Selbst wenn mit dem Steuerzahler der falsche haftet, weil er muss, sollte man aus der Pflicht aber doch eine Tugend machen - wenn schon venture capital aus Steuermitteln - dann bitte auch mit Chance und Risiko. Das ginge auch ohne enteignung - einfach ein Sicherungsfond, der insolvente Banken aus Steuermitteln kauft - dann wenn sie sehr billig sind, und kein zweiter sie kaufen will. Nicht alle - aber eine Zusicherung kann zuvor seitens des Bundes abgegeben werden. Ob und welche Gläubiger noch etwas bekommen, muss man dann sehen - den Aktionären würde dies sicher kaum gut tun. So bleibt der schale Nachgeschmack, dass weder die richtigen haften, noch die jetzt fälschlich Haftenden daraus den größtmöglichen Vorteil ziehen - der Anlageberater meiner Steuergroschen sollte gefeuert werden!

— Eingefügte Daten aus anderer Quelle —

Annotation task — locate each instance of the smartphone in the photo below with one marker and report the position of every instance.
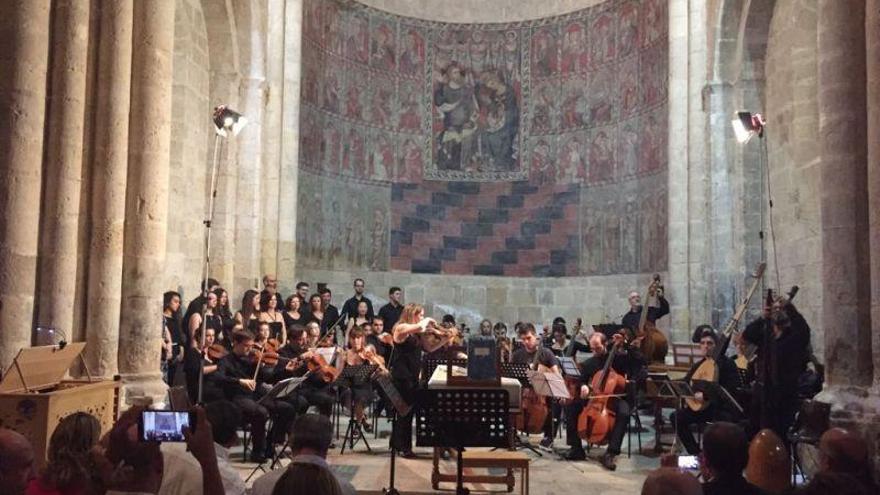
(164, 426)
(688, 462)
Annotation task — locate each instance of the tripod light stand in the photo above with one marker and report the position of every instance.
(226, 121)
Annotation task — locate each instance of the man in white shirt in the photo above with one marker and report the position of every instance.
(309, 441)
(225, 418)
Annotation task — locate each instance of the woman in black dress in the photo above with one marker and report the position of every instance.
(272, 315)
(227, 319)
(294, 314)
(249, 315)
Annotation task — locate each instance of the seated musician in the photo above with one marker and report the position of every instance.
(716, 407)
(529, 354)
(314, 391)
(196, 357)
(235, 374)
(632, 317)
(623, 362)
(358, 393)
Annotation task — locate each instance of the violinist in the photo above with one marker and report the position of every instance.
(239, 373)
(195, 357)
(314, 391)
(358, 394)
(530, 353)
(782, 338)
(406, 363)
(622, 363)
(709, 405)
(656, 309)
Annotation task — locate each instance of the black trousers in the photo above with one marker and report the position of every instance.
(402, 437)
(615, 437)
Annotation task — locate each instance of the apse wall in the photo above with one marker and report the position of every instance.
(472, 155)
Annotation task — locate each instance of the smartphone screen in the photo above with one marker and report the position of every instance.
(163, 426)
(688, 462)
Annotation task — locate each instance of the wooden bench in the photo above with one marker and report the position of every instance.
(503, 459)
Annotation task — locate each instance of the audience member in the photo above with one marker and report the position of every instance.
(302, 478)
(671, 481)
(225, 418)
(310, 439)
(16, 462)
(69, 470)
(724, 457)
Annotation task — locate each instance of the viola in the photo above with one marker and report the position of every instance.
(597, 419)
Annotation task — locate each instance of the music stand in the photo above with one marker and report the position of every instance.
(355, 374)
(280, 390)
(460, 418)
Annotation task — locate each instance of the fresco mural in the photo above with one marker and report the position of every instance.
(534, 148)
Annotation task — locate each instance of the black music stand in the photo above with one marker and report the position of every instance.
(401, 408)
(460, 418)
(280, 390)
(355, 374)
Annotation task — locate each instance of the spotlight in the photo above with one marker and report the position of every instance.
(746, 125)
(226, 120)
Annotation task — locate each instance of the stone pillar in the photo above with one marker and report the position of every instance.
(844, 195)
(872, 38)
(64, 160)
(146, 200)
(109, 177)
(290, 142)
(24, 54)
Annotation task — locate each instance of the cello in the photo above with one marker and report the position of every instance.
(534, 407)
(596, 420)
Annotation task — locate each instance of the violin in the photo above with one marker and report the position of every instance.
(597, 419)
(655, 345)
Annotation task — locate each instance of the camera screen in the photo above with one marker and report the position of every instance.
(688, 462)
(164, 426)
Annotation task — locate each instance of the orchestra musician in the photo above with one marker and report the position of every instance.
(782, 338)
(240, 373)
(527, 354)
(659, 309)
(406, 363)
(622, 363)
(711, 406)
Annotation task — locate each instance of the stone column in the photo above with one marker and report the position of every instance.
(109, 177)
(64, 160)
(844, 195)
(24, 54)
(146, 200)
(290, 142)
(872, 37)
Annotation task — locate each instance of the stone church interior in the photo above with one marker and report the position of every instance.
(421, 246)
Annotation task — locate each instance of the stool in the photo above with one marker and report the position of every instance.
(501, 459)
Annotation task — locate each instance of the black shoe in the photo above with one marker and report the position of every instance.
(575, 455)
(608, 463)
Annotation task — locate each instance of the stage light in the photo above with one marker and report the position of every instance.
(227, 120)
(746, 125)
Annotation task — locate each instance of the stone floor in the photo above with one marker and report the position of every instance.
(369, 472)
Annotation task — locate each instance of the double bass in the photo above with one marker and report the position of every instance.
(655, 346)
(597, 419)
(534, 407)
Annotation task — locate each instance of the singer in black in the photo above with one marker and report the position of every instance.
(235, 374)
(717, 408)
(782, 338)
(624, 360)
(527, 354)
(406, 363)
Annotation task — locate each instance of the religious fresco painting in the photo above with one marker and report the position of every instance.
(488, 148)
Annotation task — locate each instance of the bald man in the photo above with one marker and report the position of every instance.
(842, 451)
(16, 462)
(671, 481)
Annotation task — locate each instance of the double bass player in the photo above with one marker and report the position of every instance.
(632, 358)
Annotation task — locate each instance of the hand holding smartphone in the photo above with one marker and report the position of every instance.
(164, 426)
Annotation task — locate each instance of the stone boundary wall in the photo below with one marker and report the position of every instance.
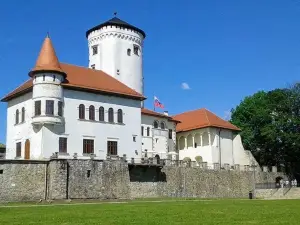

Um bei der Ku zu bleiben - selbst der eigentlich zufriedenen konservativen Kuh an der Leine kommt der Gedanke, beim nächsten Melken dem Bauer mal ganz ordentlich ins Gemächt zu treten.
Wie köstlich... wer ist eigentlich für wen da? Die Banken nehmen ein nettes Sümmchen für jedwede Bemühung... verwirtschaften Abermilliarden... und das soll der ohnehin gebeutelte Steuerzahler ebenfalls bezahlen!
Doch sollte getrennt werden in z.Zt. schlecht handelbare Papiere und Werte... da muß sich die Bank eben mal Mühe geben... diese mit Geduld, Spucke und realen Werten an den Mann bringen. Oder?
Die "toxischen" müssen eben von den Banken und Aktionären verwahrt werden... konvertiert (?) werden und veräußert werde! Oder?
Aber nichts dergleichen zu Lasten der Steuerzahler... da wo aus Vernunft und Zukunftsperspektive die Regierung hilft... bitte ausschließlich als Vorlage! Erstattunf mit Zinsen durch die Bank! Oder?
Keinen finanziellen Schaden für den Steuerzahler! Mit welchem Recht denn auch?